Bank customers to be able to transfer money between accounts within hours under sweeping plans to reform the industry

Osborne said choice is a powerful tool to improve markets and customer service

Bank customers will be able to transfer money between accounts within hours not days, George Osborne announced today, as he promised a banking “revolution in customer choice”.

Credit and debit card companies will also be forced to pass on money to businesses in a fraction of the time it takes at present as part of a package of measures to improve confidence in the banks.

It will also be made much easier for bank customers to swap their accounts to another provider while new entrants will be encouraged to come into the market.

In a speech in Dorset Mr Osborne said choice was the most powerful tool we have to improve markets and customer service, reward good companies and penalise poor ones.

“One of the prices we’re paying for the financial crisis is that our banking sector is now dominated by a few big banks,” he said.

“It verges on an oligopoly. I want new faces on the high street. I want upstart challengers offering new and better services that shake up the established players.

“From September this year, every customer of every bank in Britain will be able to switch their bank account from their existing bank to another one in seven days. All they will have to do is sign up to a new bank – and the rest will follow.

All the direct debits, the standing orders, everything will be switched for you with no hassle. This is a revolution in customer choice.”

Mr Osborne also promised a revolution in the payments systems which is crucial to the banking system.

“Why, in the age of instant communication, do small businesses have to wait for several days before they get their money from a credit or debit card payment?” he asked. “Why do cheques take six days to clear?

“Customers and businesses should be able to move their money round the system much more quickly.  Why is it that big banks can move their money around instantly, but when a small business wants to make a payment it takes days?

“The system isn’t working for customers, so we will change it.”

At the same time Mr Osborne announced he would introduce new legislation which, for the first time, will force banks to split up their investment arms from their retail operations.

The move is designed to prevent banks "gambling" with deposit money and allow banks' investment arms to go bankrupt without threatening savers. Any bank which fails to comply with the new rules could be forced by the Bank of England to sell off its investment or retail operations – the so -called "electric ring fence".

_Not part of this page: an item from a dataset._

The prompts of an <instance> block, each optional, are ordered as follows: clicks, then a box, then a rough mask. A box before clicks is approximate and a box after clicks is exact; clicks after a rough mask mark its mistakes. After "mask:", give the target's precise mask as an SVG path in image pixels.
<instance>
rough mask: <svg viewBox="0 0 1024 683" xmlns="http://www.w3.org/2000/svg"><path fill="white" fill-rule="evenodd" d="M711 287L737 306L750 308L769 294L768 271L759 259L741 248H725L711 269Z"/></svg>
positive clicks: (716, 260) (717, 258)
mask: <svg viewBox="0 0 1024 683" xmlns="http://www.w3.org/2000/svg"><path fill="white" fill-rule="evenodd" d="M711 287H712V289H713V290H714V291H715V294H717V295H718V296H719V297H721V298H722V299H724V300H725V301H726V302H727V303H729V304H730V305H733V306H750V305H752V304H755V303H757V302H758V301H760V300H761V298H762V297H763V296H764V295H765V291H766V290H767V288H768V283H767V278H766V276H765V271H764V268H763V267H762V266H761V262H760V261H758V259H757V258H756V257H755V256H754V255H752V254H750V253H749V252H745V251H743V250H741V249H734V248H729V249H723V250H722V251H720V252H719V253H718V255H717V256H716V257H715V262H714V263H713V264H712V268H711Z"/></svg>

The decision to "electrify" the ring fence between customer banks accounts and investment banking is a surprise as Mr Osborne and other senior ministers had previously appeared hostile to the move.

However the Chancellor is thought to have concluded that the proposal, put forward by the Chairman of the Banking Commission, Andrew Tyrie, was necessary to reassure the public the new rules have "teeth" and couldn't be manipulated by the banks in the future.

Mr Osborne also took swipe at the Labour leader, Ed Miliband, suggesting that his anti-bank rhetoric is damaging a vital British national interest. "Any bunch of politicians can bash the banks, chase the headlines, court the populist streak," he said.

"But what good would that do our country? The jobs, the investment, the banking system we all need would go with it. Let's take the anger we feel about the banks and turn it into change to build the banking system that works for us all."

Labour's Shadow Treasury Minister, Chris Leslie, said the Chancellor was being dragged towards a partial climbdown.

"We must see fundamental cultural change in our banks," he said. "If this does not happen then banks will need to be split up completely, as we made clear in the autumn."